- Nickname: pallavanthangal
- Palavanthangal Location within Chennai Palavanthangal Location within Tamil Nadu Palavanthangal Location within India
- Coordinates: 12°59′22″N 80°11′11″E﻿ / ﻿12.989537°N 80.186291°E
- Country: India
- State: Tamil Nadu
- District: Chennai
- Metro: Chennai

Government
- • Body: Greater Chennai Corporation

Languages
- • Official: Tamil
- Time zone: UTC+5:30 (IST)
- PIN: 600114
- Vehicle registration: TN-22
- Planning agency: CMDA
- Civic agency: Greater Chennai Corporation

= Palavanthangal =

Pazhavanthangal (also called Palavanthangal or "Pallhavanthangal") is a southern neighbourhood of Chennai, India. It is served by the Pazhavanthangal railway station of the Beach-Tambaram suburban railway route in Chennai. It is one of the neighborhoods that is very close to the Chennai International Airport. It comes under the Alandur constituency.

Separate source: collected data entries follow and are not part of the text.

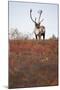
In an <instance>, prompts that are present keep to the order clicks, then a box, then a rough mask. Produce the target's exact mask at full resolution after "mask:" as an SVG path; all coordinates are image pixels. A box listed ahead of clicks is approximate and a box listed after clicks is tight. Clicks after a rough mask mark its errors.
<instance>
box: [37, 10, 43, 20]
mask: <svg viewBox="0 0 60 90" xmlns="http://www.w3.org/2000/svg"><path fill="white" fill-rule="evenodd" d="M38 13H39V19H38V22H40V18H41V14H42V10H39V11H38Z"/></svg>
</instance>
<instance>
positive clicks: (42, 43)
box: [9, 39, 58, 88]
mask: <svg viewBox="0 0 60 90" xmlns="http://www.w3.org/2000/svg"><path fill="white" fill-rule="evenodd" d="M52 85H53V86H55V85H58V40H57V39H55V40H54V39H50V40H9V88H19V87H20V88H22V87H39V86H52Z"/></svg>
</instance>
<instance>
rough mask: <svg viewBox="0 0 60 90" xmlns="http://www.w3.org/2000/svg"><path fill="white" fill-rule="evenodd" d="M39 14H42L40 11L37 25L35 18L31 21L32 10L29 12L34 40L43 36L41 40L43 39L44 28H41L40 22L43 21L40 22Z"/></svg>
mask: <svg viewBox="0 0 60 90" xmlns="http://www.w3.org/2000/svg"><path fill="white" fill-rule="evenodd" d="M41 14H42V10H41V11H40V13H39V19H38V23H37V22H36V18H35V20H33V18H32V10H30V18H31V20H32V21H33V22H34V24H35V28H34V34H35V37H36V39H37V38H38V37H39V39H41V36H43V39H45V26H41V22H42V21H43V19H42V20H41V21H40V17H41Z"/></svg>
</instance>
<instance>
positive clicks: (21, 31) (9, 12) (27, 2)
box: [8, 1, 58, 38]
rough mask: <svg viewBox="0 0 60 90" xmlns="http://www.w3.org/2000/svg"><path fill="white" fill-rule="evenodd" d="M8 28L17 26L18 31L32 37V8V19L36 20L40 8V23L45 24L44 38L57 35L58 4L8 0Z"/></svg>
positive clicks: (32, 35) (33, 24) (44, 25)
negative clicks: (41, 22) (30, 10)
mask: <svg viewBox="0 0 60 90" xmlns="http://www.w3.org/2000/svg"><path fill="white" fill-rule="evenodd" d="M8 7H9V30H10V29H11V28H17V29H18V30H19V32H22V33H24V34H25V33H28V34H29V33H30V34H31V35H32V37H34V33H33V31H34V26H35V25H34V23H33V22H32V21H31V18H30V9H32V16H33V19H35V17H36V18H37V20H38V11H39V10H42V11H43V13H42V16H41V19H44V21H43V22H42V23H41V25H44V26H45V31H46V38H49V37H51V36H52V35H55V36H56V37H57V36H58V4H43V3H31V2H30V3H29V2H19V1H18V2H17V1H16V2H14V1H9V6H8Z"/></svg>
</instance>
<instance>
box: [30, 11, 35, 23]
mask: <svg viewBox="0 0 60 90" xmlns="http://www.w3.org/2000/svg"><path fill="white" fill-rule="evenodd" d="M30 18H31V20H32V21H33V22H34V23H36V18H35V21H34V20H33V18H32V9H30Z"/></svg>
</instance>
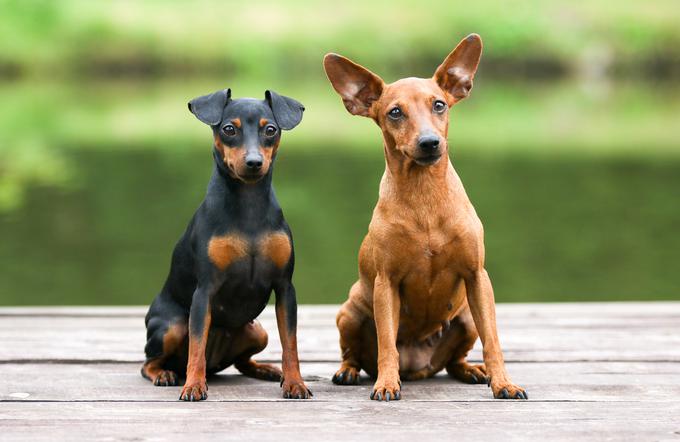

Named after the small settlement with the same name adjoining the station, the railway station also caters to the bigger region of Nanganallur. This station came into being in the 1970s and lies between St. Thomas Mount and Meenambakkam railway stations. This serves as the railway node to the Vembuli Amman Temple, Rajarajeshwari Temple and the Anjaneyar Temple with a 32-feet idol of Hanuman and the adjoining temples of Nanganallur. Close to it is the Palavanthangal subway which serves as the main road entry to Nanganallur from the GST Road. There is also a TASMAC outlet near the railway station.

Palavanthangal was anglicised from its original name Pallavan Thaangal. The area and its neighborhoods were ruled by Pallava rulers; there was a water tank which was dug by one of the Pallava rulers during his regime. The place around the water tank was called thaangal in Tamil. As it was built by a Pallava king, the place was known as Pallavanthaangal. The area is one of many settlements of Kamma Naidu during the reign of king Krishnadevarayar.

An Air India colony, a quarter for the employees of Air India, the Kendriya Vidyalaya School and the Trident Hotel are all located near Pazhavanthangal station.